AI/amd-strix-halo-vllm-toolboxes

Форкнуть 0

T

Donato Capitella e9460b20ad updated with set of working models

2025-09-04 13:33:53 +01:00

scripts

updated with set of working models

2025-09-04 13:33:53 +01:00

Dockerfile.vllm-therock-gfx1151-aotriton

another patch for amdsmi

2025-09-04 07:34:55 +01:00

README.md

updated with set of working models

2025-09-04 13:33:53 +01:00

README.md

AMD Strix Halo — vLLM Toolbox/Container (gfx1151, PyTorch + AOTriton)
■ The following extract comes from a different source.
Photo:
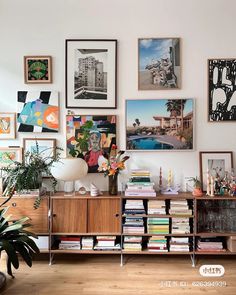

An Arch-based Docker/Podman container that is Toolbx-compatible (usable as a Fedora toolbox) for serving LLMs with vLLM on AMD Ryzen AI Max “Strix Halo” (gfx1151). Built on the PyTorch + AOTriton base to make ROCm on Strix Halo practical for day‑to‑day use.

Built on: https://github.com/kyuz0/amd-strix-halo-pytorch-gfx1151-aotriton Credits: lhl (build tools/scripts), ssweens (Arch‑based Dockerfiles), and the AMD Strix Halo Home Lab Discord for testing/support.

⚠️ Status & Expectations (Experimental)

This setup is highly experimental on ROCm/Strix Halo. Some models work; many fail due to missing custom kernels, unsupported quant types, or TorchInductor/AOTriton limitations on gfx1151. The matrix below lists combinations tested so far. Please contribute fixes or additional working recipes (see Contributing).

Tested Models (Experimental Matrix)

Legend: ✅ Works (with flags) · ❌ Fails · ⚠️ Notes include the exact error/symptom seen.

Model (Hugging Face)	Params / Quant	Status	Required flags (if any)	Notes / Errors
`Qwen/Qwen2.5-7B-Instruct`	7B FP16	✅ Works	(recommended) `--dtype float16`	Good baseline; simple serve works.
`meta-llama/Llama-2-7b-chat-hf`	7B FP16	✅ Works	(recommended) `--dtype float16`	Stable.
`Qwen/Qwen3-30B-A3B-Instruct-2507`	30B (A3B) FP16	✅ Works	(recommended) `--dtype float16`	Heavy; ensure unified memory tweaks.
`Qwen/Qwen3-14B-AWQ`	14B AWQ	✅ Works (with flags)	`--quantization awq --dtype float16 --enforce-eager`	On ROCm, eager avoids missing `awq_dequantize` during compile; vLLM auto‑sets `VLLM_USE_TRITON_AWQ`.
`openai/gpt-oss-20b`	20B MXFP4	❌ Fails	—	`ModuleNotFoundError: triton_kernels.matmul_ogs` (MXFP4 path not available in this image).
`zai-org/GLM-4.5-Air-FP8`	FP8	❌ Fails	—	`ValueError: type fp8e4nv not supported (only 'fp8e5')`.
`cpatonn/GLM-4.5-Air-AWQ-4bit`	AWQ-4bit (MoE)	❌ Fails	—	Missing custom op: `torch.ops._C.gptq_marlin_repack` (Marlin kernels).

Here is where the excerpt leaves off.